Pendant que l’Association des anesthésiologistes du Québec affirme avoir trouvé la meilleure solution pour régler le manque d’anesthésistes en régions, le ministre de la Santé Gaétan Barrette demande aux anesthésiologistes de régler eux-mêmes le problème d’ici Pâques faute de quoi la solution leur sera imposée.

La proposition du président de l’Association Jean-François Courval est de jumeler les anesthésiologistes d’un hôpital d’un grand centre urbain avec un autre hôpital en région, comme La Pocatière, où il n’y avait pas eu d’anesthésiste 1 journée sur 3 en 2017.

« Les jeunes veulent des postes et l’assurance d’avoir un peu de vacances », résume Jean-François Courval. Ils hésitent à occuper un poste temps plein en région, comme en Abitibi ou à Matane, car il s’agit d’une grosse charge de garde et qu’il n’y a pas de gros cas pour garder la main. En créant un jumelage avec un hôpital de Montréal, par exemple, un anesthésiste pourrait faire une douzaine de semaines à La Pocatière et le reste à Montréal. « C’est bon des deux côtés », ajoute-t-il, indiquant avoir confirmé l’intérêt de ses membres pour mettre en place un tel modèle. L’anesthésiste qui passerait du temps en région pourrait aussi en profiter pour se mettre à jour en faisant des formations sur Internet quand les semaines de garde sont plus tranquilles.

Le ministre de la Santé Gaétan Barrette veut une solution qui offre des garanties, qui est permanente et qui n’entraîne pas de coûts supplémentaires. Il doute du succès à long terme de la solution suggérée par l’Association sous sa forme actuelle, basée sur le volontariat. « Il va y avoir une solution et il y a deux chemins possibles.
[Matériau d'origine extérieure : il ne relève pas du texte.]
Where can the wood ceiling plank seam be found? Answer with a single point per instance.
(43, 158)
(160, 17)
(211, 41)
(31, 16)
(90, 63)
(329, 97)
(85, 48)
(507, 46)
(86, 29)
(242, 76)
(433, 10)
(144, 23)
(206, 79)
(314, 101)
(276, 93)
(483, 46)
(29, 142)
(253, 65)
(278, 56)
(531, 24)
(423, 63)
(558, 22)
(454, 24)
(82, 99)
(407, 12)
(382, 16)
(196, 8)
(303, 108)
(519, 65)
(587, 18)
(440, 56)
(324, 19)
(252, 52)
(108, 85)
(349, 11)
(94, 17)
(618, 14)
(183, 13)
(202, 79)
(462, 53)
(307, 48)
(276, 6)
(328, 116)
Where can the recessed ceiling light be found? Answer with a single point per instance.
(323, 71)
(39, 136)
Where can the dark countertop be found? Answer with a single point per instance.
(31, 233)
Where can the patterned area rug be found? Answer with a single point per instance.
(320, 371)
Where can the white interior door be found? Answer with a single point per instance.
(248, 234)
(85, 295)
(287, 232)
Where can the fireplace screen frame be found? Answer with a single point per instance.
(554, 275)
Ou bien les anesthésistes le font eux-mêmes ou bien on l’impose. Le message que j’envoie est très clair. On ne vivra pas ni à La Pocatière, ni ailleurs, la même chose que l’été dernier », a dit le ministre.

Il demande aux anesthésiologistes de prévoir la totalité des découvertures. « Ils peuvent mettre le modèle qu’ils veulent, dans la mesure où le modèle donne la garantie, la permanence et pas de coût supplémentaire. Je ne veux pas un modèle juste pour l’été prochain », ajoute-t-il.

« On fait des propositions, on fait des propositions et ce n’est jamais assez. C’est dans la nature de l’individu. Il n’y a jamais moyen d’arriver à quelque chose, car c’est sa solution, il sait tout, il connaît tout et il n’écoute personne. » – Jean-François Courval.

Découragement

En réaction à cette sortie, le président de l’Association Jean-François Courval se dit découragé. « Ça fait trois ans qu’il nous lance ça dans notre cour. La question que je me pose, c’est, ça va prendre quoi? On fait des propositions, on fait des propositions et ce n’est jamais assez. C’est dans la nature de l’individu. Il n’y a jamais moyen d’arriver à quelque chose, car c’est sa solution, il sait tout, il connaît tout et il n’écoute personne », précise monsieur Courval. Il ne croit pas que d’utiliser la loi 130 pour imposer à des anesthésiologistes d’aller combler des semaines de découverture est la bonne solution. « Il va créer le chaos et la zizanie », estime le professionnel, indiquant que l’anesthésiologiste qui devra quitter pour aller à La Pocatière, par exemple, abandonnera momentanément ce qu’il est en train de faire en ville.

Quant aux médecins étrangers, monsieur Courval dit avoir déjà demandé la possibilité d’avoir accès à 50 anesthésiologistes de la France et on lui aurait répondu qu’il leur en manquait 300, la pénurie étant mondiale.